U.S. DOT autonomous vehicle policy summit addresses trucks

March 2, 2018

Tyson Fisher


After taking a backseat to passenger vehicles in the autonomous vehicles discussion, commercial motor vehicles received some attention during a U.S. Department of Transportation listening summit on automated vehicle policy on Thursday. In addition to addressing issues relevant to the trucking industry, Secretary of Transportation Elaine Chao announced that the Federal Motor Carrier Safety Administration will be seeking comments regarding autonomous technology in commercial motor vehicles.

DOT senior leadership invited stakeholders and the public to hear a conversation about cross-modal issues important to the integration of autonomous vehicle (AV) technology. State and local officials, industry, academia, and safety advocates were involved in a three-panel discussion that focused on freight, government policies and DOT modal perspectives.

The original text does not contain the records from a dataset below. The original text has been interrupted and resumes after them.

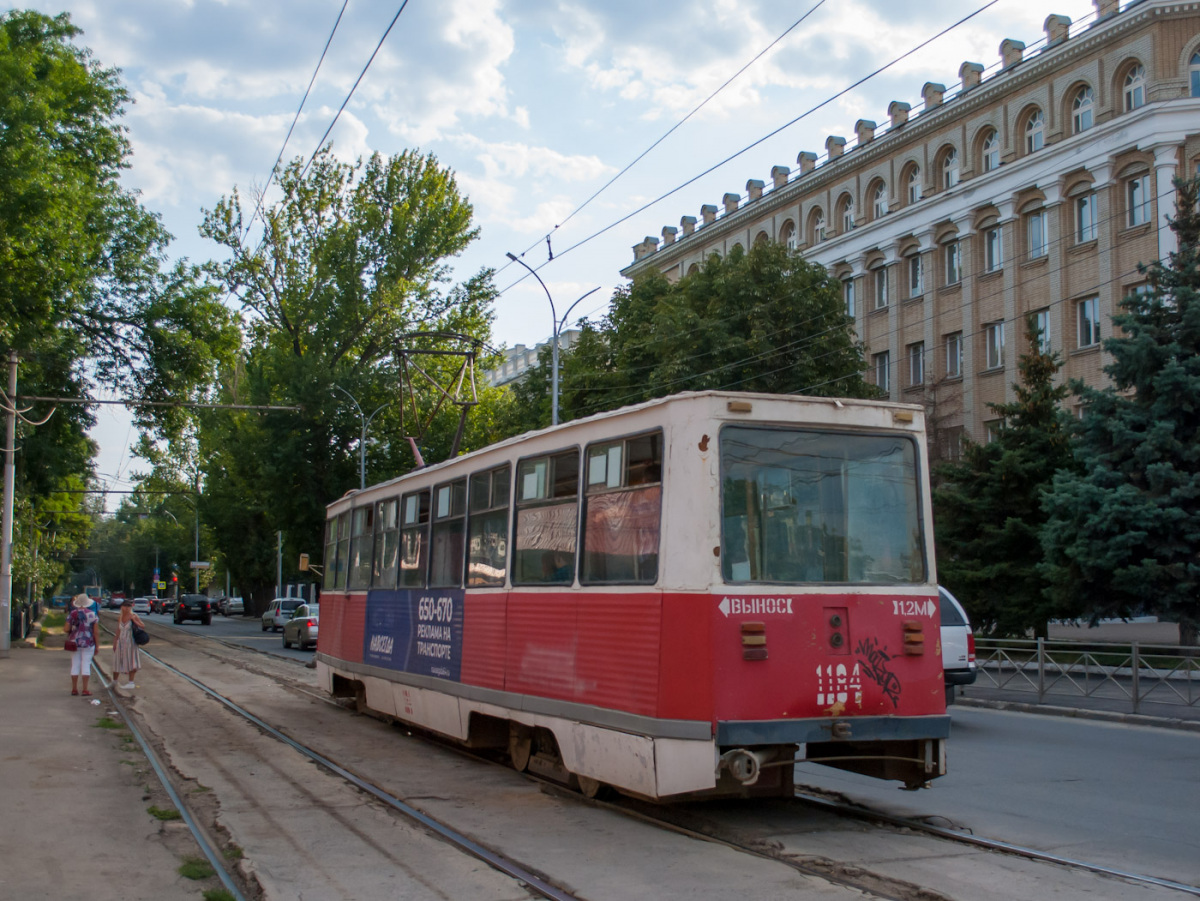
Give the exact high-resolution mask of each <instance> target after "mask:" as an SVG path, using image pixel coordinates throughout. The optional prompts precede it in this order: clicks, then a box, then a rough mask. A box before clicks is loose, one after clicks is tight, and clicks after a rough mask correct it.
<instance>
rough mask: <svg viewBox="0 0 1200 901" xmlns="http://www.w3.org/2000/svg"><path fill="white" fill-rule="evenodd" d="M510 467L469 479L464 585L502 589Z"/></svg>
mask: <svg viewBox="0 0 1200 901" xmlns="http://www.w3.org/2000/svg"><path fill="white" fill-rule="evenodd" d="M509 471H510V470H509V467H508V465H504V467H500V468H498V469H492V470H490V471H486V473H474V474H473V475H472V476H470V511H469V517H468V521H467V585H468V587H470V588H480V587H486V585H503V584H504V576H505V573H506V571H508V555H509V481H510V475H509Z"/></svg>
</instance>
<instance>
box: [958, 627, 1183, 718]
mask: <svg viewBox="0 0 1200 901" xmlns="http://www.w3.org/2000/svg"><path fill="white" fill-rule="evenodd" d="M976 662H977V665H978V667H979V675H978V679H977V681H976V686H978V687H979V689H989V687H990V689H996V690H1001V691H1004V692H1015V693H1019V695H1036V696H1037V699H1038V703H1039V704H1040V703H1044V702H1045V701H1046V699H1054V698H1055V697H1082V698H1092V699H1097V701H1102V702H1105V705H1112V704H1114V703H1116V704H1117V705H1120V707H1122V708H1124V705H1126V704H1128V708H1129V709H1130V710H1132V713H1135V714H1138V713H1145V711H1146V708H1147V707H1151V705H1158V704H1165V705H1170V707H1187V708H1193V709H1200V648H1193V647H1180V645H1171V644H1147V643H1142V642H1129V643H1117V642H1079V641H1050V639H1046V638H1036V639H1033V638H977V639H976ZM972 687H974V686H972ZM968 693H970V691H968Z"/></svg>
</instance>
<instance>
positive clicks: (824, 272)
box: [506, 242, 878, 432]
mask: <svg viewBox="0 0 1200 901" xmlns="http://www.w3.org/2000/svg"><path fill="white" fill-rule="evenodd" d="M542 356H544V358H546V359H539V361H538V366H536V367H534V368H533V370H532V371H530V372H529V373H528V374H527V377H526V379H524V382H523V384H522V385H520V386H518V388H516V389H515V390H514V404H512V408H511V410H510V412H509V414H508V419H506V424H508V427H509V430H510V431H512V432H516V431H522V430H524V428H533V427H539V426H546V425H548V424H550V388H548V386H550V377H548V368H550V360H548V356H550V355H548V354H544V355H542ZM863 368H864V366H863V347H862V344H860V343H859V342H857V341H856V338H854V335H853V323H852V322H851V319H850V318H848V317H847V316H846V313H845V308H844V305H842V298H841V284H840V283H839V282H838V281H836V280H835V278H833V277H830V276H829V275H828V274H827V272H826V270H824V269H823V268H821V266H817V265H814V264H810V263H806V262H805V260H804V259H802V258H800V257H799V256H797V254H793V253H790V252H788V251H787V248H786V247H784V246H782V245H779V244H773V242H761V244H757V245H755V246H754V247H752V248H751V250H750V251H749V252H748V253H745V252H743V251H742V250H740V248H737V247H736V248H734V250H733V251H732V252H731V253H730V254H728V256H727V257H725V258H721V257H718V256H715V254H714V256H712V257H709V259H708V262H707V263H706V264H704V266H703V268H702V269H701V270H700V271H698V272H696V274H694V275H690V276H686V277H684V278H680V280H679V281H677V282H671V281H670V280H667V277H666V276H664V275H661V274H658V272H652V274H648V275H646V276H643V277H640V278H637V280H636V281H635V282H634V283H632V284H631V286H628V287H625V288H622V289H619V290H618V292H617V293H616V294H614V295H613V299H612V307H611V310H610V312H608V313H607V316H605V317H604V319H602V320H600V323H598V324H595V325H593V324H590V323H587V322H584V323H583V324H582V335H581V338H580V341H578V342H577V343H576V346H575V347H574V348H571V350H570V352H568V353H564V354H563V355H562V361H560V404H559V406H560V413H559V415H560V418H562V419H563V420H566V419H576V418H578V416H586V415H589V414H593V413H599V412H601V410H610V409H616V408H618V407H624V406H626V404H631V403H638V402H641V401H646V400H649V398H652V397H664V396H666V395H671V394H677V392H679V391H704V390H714V389H724V390H738V391H760V392H766V394H808V395H820V396H827V397H876V396H878V391H877V390H876V389H875V388H874V386H871V385H869V384H868V383H866V382H865V380H864V379H863Z"/></svg>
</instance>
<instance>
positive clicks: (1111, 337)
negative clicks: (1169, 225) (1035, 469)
mask: <svg viewBox="0 0 1200 901" xmlns="http://www.w3.org/2000/svg"><path fill="white" fill-rule="evenodd" d="M1175 185H1176V188H1177V192H1178V193H1177V210H1178V214H1177V216H1176V217H1175V218H1174V220H1172V221H1171V228H1172V229H1174V230H1175V233H1176V235H1177V239H1178V250H1177V251H1176V252H1175V253H1172V254H1170V257H1169V260H1168V262H1166V263H1165V264H1164V263H1162V262H1158V263H1154V264H1152V265H1150V266H1148V268H1144V269H1142V271H1145V272H1146V275H1147V290H1145V292H1144V293H1139V294H1133V295H1130V296H1128V298H1126V299H1124V300H1123V301H1122V302H1121V310H1122V312H1121V313H1120V314H1117V316H1114V318H1112V322H1114V325H1115V326H1116V329H1115V330H1114V331H1115V336H1114V337H1111V338H1109V340H1108V341H1105V342H1104V348H1105V350H1108V352H1109V353H1110V354H1111V355H1112V362H1111V364H1110V365H1108V366H1106V367H1105V372H1106V373H1108V376H1109V378H1110V379H1111V383H1112V384H1111V386H1109V388H1105V389H1087V388H1084V386H1081V385H1080V386H1076V390H1078V392H1079V395H1080V397H1081V400H1082V403H1084V416H1082V421H1081V422H1080V424H1079V426H1078V427H1076V428H1078V442H1076V444H1075V459H1076V461H1078V464H1079V470H1078V471H1072V473H1062V474H1060V475H1058V476H1057V477H1056V479H1055V482H1054V488H1052V491H1051V492H1049V494H1048V495H1046V499H1045V507H1044V509H1045V512H1046V513H1048V519H1046V524H1045V527H1044V529H1043V536H1042V541H1043V546H1044V548H1045V554H1046V560H1045V564H1044V572H1045V575H1046V577H1048V578H1049V581H1050V589H1049V597H1050V599H1052V600H1054V601H1056V602H1061V603H1067V605H1073V606H1079V607H1081V608H1082V609H1085V611H1086V612H1087V613H1090V614H1091V617H1092V618H1093V619H1094V618H1099V617H1106V615H1129V614H1132V613H1138V612H1145V613H1157V614H1165V615H1166V617H1168V618H1177V619H1178V621H1180V631H1181V635H1182V637H1183V641H1184V643H1188V644H1194V643H1195V639H1196V620H1198V614H1200V300H1198V298H1196V292H1198V288H1200V260H1198V256H1196V254H1198V248H1196V242H1198V236H1200V216H1198V212H1196V196H1198V190H1200V180H1198V179H1193V180H1190V181H1187V182H1184V181H1178V180H1176V182H1175Z"/></svg>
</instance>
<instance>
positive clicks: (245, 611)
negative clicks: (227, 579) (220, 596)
mask: <svg viewBox="0 0 1200 901" xmlns="http://www.w3.org/2000/svg"><path fill="white" fill-rule="evenodd" d="M217 606H218V607H220V609H221V615H222V617H240V615H244V614H245V613H246V605H245V603H244V602H242V600H241V597H222V599H221V602H220V603H218V605H217Z"/></svg>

In opening remarks, Secretary Chao listed several concerns, including public perception. According to AAA, the general public’s anxiety over self-driving vehicles has improved but is still high. More than 60 percent of U.S. drivers are afraid of riding in fully autonomous vehicles, down from 78 percent in 2017.

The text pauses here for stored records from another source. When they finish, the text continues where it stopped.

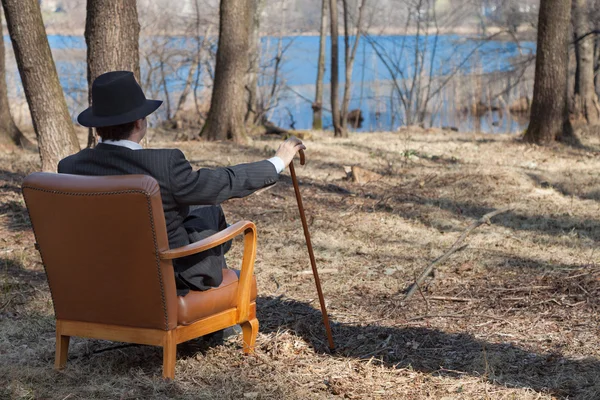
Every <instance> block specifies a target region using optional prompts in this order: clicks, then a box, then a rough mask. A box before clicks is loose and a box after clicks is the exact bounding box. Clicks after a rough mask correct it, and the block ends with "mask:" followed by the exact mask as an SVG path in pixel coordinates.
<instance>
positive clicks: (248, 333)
mask: <svg viewBox="0 0 600 400" xmlns="http://www.w3.org/2000/svg"><path fill="white" fill-rule="evenodd" d="M241 326H242V332H243V334H244V354H251V353H254V345H255V344H256V335H258V320H257V319H256V318H254V319H251V320H250V321H246V322H243V323H242V324H241Z"/></svg>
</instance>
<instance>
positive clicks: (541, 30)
mask: <svg viewBox="0 0 600 400" xmlns="http://www.w3.org/2000/svg"><path fill="white" fill-rule="evenodd" d="M570 19H571V0H544V1H542V2H541V3H540V15H539V22H538V39H537V55H536V61H535V82H534V87H533V100H532V103H531V120H530V122H529V127H528V128H527V132H526V133H525V136H524V137H523V139H524V140H525V141H526V142H529V143H537V144H549V143H551V142H553V141H554V140H561V141H570V140H573V139H574V134H573V129H572V127H571V124H570V122H569V118H568V105H567V73H568V62H569V53H568V51H569V49H568V45H569V23H570Z"/></svg>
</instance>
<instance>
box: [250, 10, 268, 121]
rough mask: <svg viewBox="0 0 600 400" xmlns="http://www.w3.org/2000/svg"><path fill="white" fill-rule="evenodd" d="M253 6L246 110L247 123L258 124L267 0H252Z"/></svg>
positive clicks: (250, 36)
mask: <svg viewBox="0 0 600 400" xmlns="http://www.w3.org/2000/svg"><path fill="white" fill-rule="evenodd" d="M250 1H251V6H252V22H251V24H250V34H249V38H250V43H249V51H248V58H249V60H250V64H249V67H248V86H247V88H246V90H247V91H248V97H247V98H248V110H247V112H246V123H249V124H252V125H254V124H256V122H257V117H258V114H259V110H258V71H259V70H260V52H261V45H260V15H261V14H262V10H263V7H264V3H265V0H250Z"/></svg>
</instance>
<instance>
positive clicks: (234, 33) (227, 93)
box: [200, 0, 251, 141]
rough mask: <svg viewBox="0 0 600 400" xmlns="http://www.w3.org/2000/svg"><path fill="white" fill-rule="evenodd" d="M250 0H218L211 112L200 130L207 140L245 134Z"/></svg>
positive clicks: (241, 138) (214, 139)
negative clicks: (245, 116)
mask: <svg viewBox="0 0 600 400" xmlns="http://www.w3.org/2000/svg"><path fill="white" fill-rule="evenodd" d="M250 5H251V2H250V0H221V8H220V12H219V15H220V25H219V47H218V49H217V63H216V66H215V83H214V86H213V92H212V101H211V106H210V111H209V112H208V116H207V118H206V123H205V124H204V127H203V128H202V131H201V133H200V135H201V136H203V137H205V138H206V139H208V140H225V139H231V140H234V141H243V140H244V139H245V136H246V132H245V127H244V114H245V107H244V106H245V104H244V103H245V99H246V96H245V90H244V84H245V79H244V78H245V76H246V71H247V69H248V45H249V39H248V31H249V25H250V20H251V11H250Z"/></svg>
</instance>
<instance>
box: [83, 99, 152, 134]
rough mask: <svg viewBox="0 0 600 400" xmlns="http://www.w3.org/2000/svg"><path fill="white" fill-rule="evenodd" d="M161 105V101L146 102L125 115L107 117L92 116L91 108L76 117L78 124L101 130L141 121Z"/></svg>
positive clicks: (128, 112)
mask: <svg viewBox="0 0 600 400" xmlns="http://www.w3.org/2000/svg"><path fill="white" fill-rule="evenodd" d="M161 104H162V100H146V102H145V103H144V104H143V105H142V106H140V107H138V108H136V109H134V110H131V111H129V112H127V113H124V114H120V115H111V116H107V117H99V116H97V115H94V113H93V111H92V107H89V108H88V109H86V110H84V111H83V112H82V113H81V114H79V116H78V117H77V122H79V124H81V125H83V126H85V127H88V128H101V127H104V126H114V125H122V124H127V123H129V122H133V121H137V120H138V119H142V118H144V117H147V116H148V115H150V114H152V113H153V112H154V111H156V109H157V108H158V107H160V106H161Z"/></svg>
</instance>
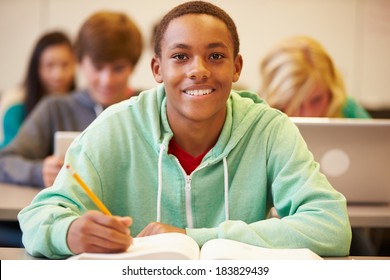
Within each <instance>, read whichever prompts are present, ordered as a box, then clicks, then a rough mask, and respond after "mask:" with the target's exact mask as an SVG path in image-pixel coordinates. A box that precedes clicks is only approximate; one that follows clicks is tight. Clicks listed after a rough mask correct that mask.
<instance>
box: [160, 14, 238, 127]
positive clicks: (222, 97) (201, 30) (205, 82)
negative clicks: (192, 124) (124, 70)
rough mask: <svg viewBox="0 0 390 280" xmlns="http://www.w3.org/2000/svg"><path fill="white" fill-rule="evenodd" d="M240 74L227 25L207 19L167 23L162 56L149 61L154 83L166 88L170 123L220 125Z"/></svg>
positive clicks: (193, 19) (161, 53) (183, 16)
mask: <svg viewBox="0 0 390 280" xmlns="http://www.w3.org/2000/svg"><path fill="white" fill-rule="evenodd" d="M241 69H242V58H241V56H240V55H238V56H237V57H234V54H233V42H232V39H231V36H230V33H229V31H228V29H227V27H226V25H225V24H224V23H223V22H222V21H221V20H219V19H217V18H214V17H212V16H209V15H193V14H190V15H185V16H182V17H179V18H176V19H174V20H172V21H171V23H170V24H169V26H168V28H167V30H166V32H165V34H164V37H163V39H162V41H161V57H155V58H153V59H152V71H153V74H154V77H155V80H156V81H157V82H159V83H162V82H163V83H164V85H165V89H166V94H167V113H168V118H169V120H170V122H171V121H173V120H175V119H177V118H180V119H183V118H185V119H188V120H190V121H196V122H202V121H210V120H211V121H213V120H214V121H215V120H217V121H218V120H219V121H221V120H222V121H223V120H224V119H225V114H226V101H227V99H228V97H229V94H230V90H231V87H232V83H233V82H236V81H237V80H238V79H239V76H240V73H241Z"/></svg>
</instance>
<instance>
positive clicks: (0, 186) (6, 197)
mask: <svg viewBox="0 0 390 280" xmlns="http://www.w3.org/2000/svg"><path fill="white" fill-rule="evenodd" d="M40 190H41V189H39V188H32V187H26V186H18V185H10V184H4V183H0V221H16V220H17V215H18V213H19V212H20V210H22V208H24V207H25V206H27V205H29V204H30V202H31V201H32V199H33V198H34V197H35V196H36V195H37V194H38V192H39V191H40Z"/></svg>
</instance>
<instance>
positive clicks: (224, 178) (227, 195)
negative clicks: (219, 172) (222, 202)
mask: <svg viewBox="0 0 390 280" xmlns="http://www.w3.org/2000/svg"><path fill="white" fill-rule="evenodd" d="M223 177H224V190H225V220H226V221H228V220H229V174H228V168H227V161H226V157H224V158H223Z"/></svg>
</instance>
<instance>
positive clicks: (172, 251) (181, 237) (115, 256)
mask: <svg viewBox="0 0 390 280" xmlns="http://www.w3.org/2000/svg"><path fill="white" fill-rule="evenodd" d="M191 259H192V260H193V259H199V246H198V244H197V243H196V242H195V240H193V239H192V238H191V237H189V236H188V235H185V234H181V233H164V234H157V235H151V236H146V237H136V238H134V239H133V245H131V246H130V247H129V249H128V250H127V251H126V252H123V253H112V254H110V253H82V254H80V255H76V256H73V257H70V258H68V260H191Z"/></svg>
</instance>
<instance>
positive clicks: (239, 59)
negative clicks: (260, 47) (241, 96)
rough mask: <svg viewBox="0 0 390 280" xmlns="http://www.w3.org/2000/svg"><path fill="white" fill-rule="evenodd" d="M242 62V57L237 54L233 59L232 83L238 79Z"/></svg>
mask: <svg viewBox="0 0 390 280" xmlns="http://www.w3.org/2000/svg"><path fill="white" fill-rule="evenodd" d="M243 64H244V61H243V59H242V56H241V55H240V54H238V55H237V56H236V58H235V60H234V73H233V83H235V82H237V81H238V80H239V79H240V75H241V70H242V66H243Z"/></svg>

Additionally, there are questions surrounding a mixed infrastructure. More specifically, how will computer-operated vehicles move about safely alongside human-operated systems?

“The public does have concerns about the safety and security and privacy of automated technology,” Chao said.

AV technology in trucking
Two bills in the House and Senate, SELF DRIVE Act and AV START Act, address AV technology at the passenger vehicle level. However, trucks are exempt and have since been brushed aside as consumers demand action on passenger vehicles.

That lack of attention will be addressed soon. Chao announced that FMCSA will be collecting comments on AV technology in trucks soon.

In one panel, American Trucking Associations President Chris Spear represented the trucking industry in a freight logistics discussion. Spear said that one in 16 jobs in the U.S. is in trucking and that half of the Highway Trust Fund is paid for by trucking. This was used to segue into what ATA believes to be a driver shortage.

Although the Owner-Operator Independent Drivers Association believes any shortage in drivers is a result of turnover rates because of poor compensation, Spear claimed that the average driver earns $56,000 a year, full benefits and a retirement plan, all without a college degree.

So if compensation is not the issue, what is?

According to Spear’s comments during the session, the misinformation surrounding AV technology is discouraging younger drivers from entering the industry and replacing the aging driver demographic. Spear called the idea of fully self-driving trucks displacing 3.5 million driving jobs in the near future “ludicrous.”

“We aren’t talking about it as ‘driverless,” Spear said. “We look at this through the lens of ‘driver assist’ technology.”

With that said, Spear addressed some of the challenges ahead of Level 3 and Level AV trucks, which both require a human driver behind the wheel.

One concern is patchwork regulations. Since truckers participate in interstate commerce, it is important for all 50 states to have consistent AV regulations. If there is too much disparity between regulations, long-haul truckers could find themselves in a difficult situation when operating an autonomous truck.

Spear also mentioned the need to address hours-of-service regulations at the federal level. Although Level 3 and 4 AVs require a human behind the wheel, the vehicle itself will be doing most of the driving. If a trucker is behind the wheel but not technically driving, does that count against the 11 hours? Spear urged the government to strongly consider this question.

Vehicle miles traveled
During the government policy portion of the session, vehicle miles traveled was a consistent theme. Although ride-sharing companies like Uber and Lyft claim that self-driving cars will significantly reduce VMT, the panel on Thursday suggested the complete opposite may be true.

Tina Quigley, Regional Transportation Commission of Southern Nevada general manager, argued that vehicle miles traveled will likely increase with self-driving cars becoming more prevalent, forcing policymakers to strongly consider increased investment and expansion in infrastructure.

Quigley said that unless mass transit and ride-sharing transit is encouraged, the current model of private ownership will continue to reign supreme. In that case, people will be encouraged to equate driving time with productivity time when allowed to do work behind the wheel.

“Inevitably, we have encouraged more vehicle miles traveled, and that is a concern,” Quigley said.

When driving becomes less burdensome, it is possible that motorists will be more inclined to get inside their vehicles and commute, adding miles traveled to the infrastructure requirements.

Kirk Steudle, Michigan Department of Transportation executive director, brought up the issue of parking policies. If cars can drive themselves, what would prevent a vehicle owner from sending the car on errands to avoid astronomical parking prices in some major cities? Others may have their vehicles drop them off at work, send the car home and have the vehicle pick them up later. All of these parking scenarios would add more miles traveled.

Lastly, if vehicle miles traveled increases in the ways the panel proposed, what will that do in terms of energy policy? More specifically, will Level 5, self-driving vehicles be powered by electricity or combustion engines? If the latter, what will a significant increase in vehicle miles traveled do to greenhouse gas emissions?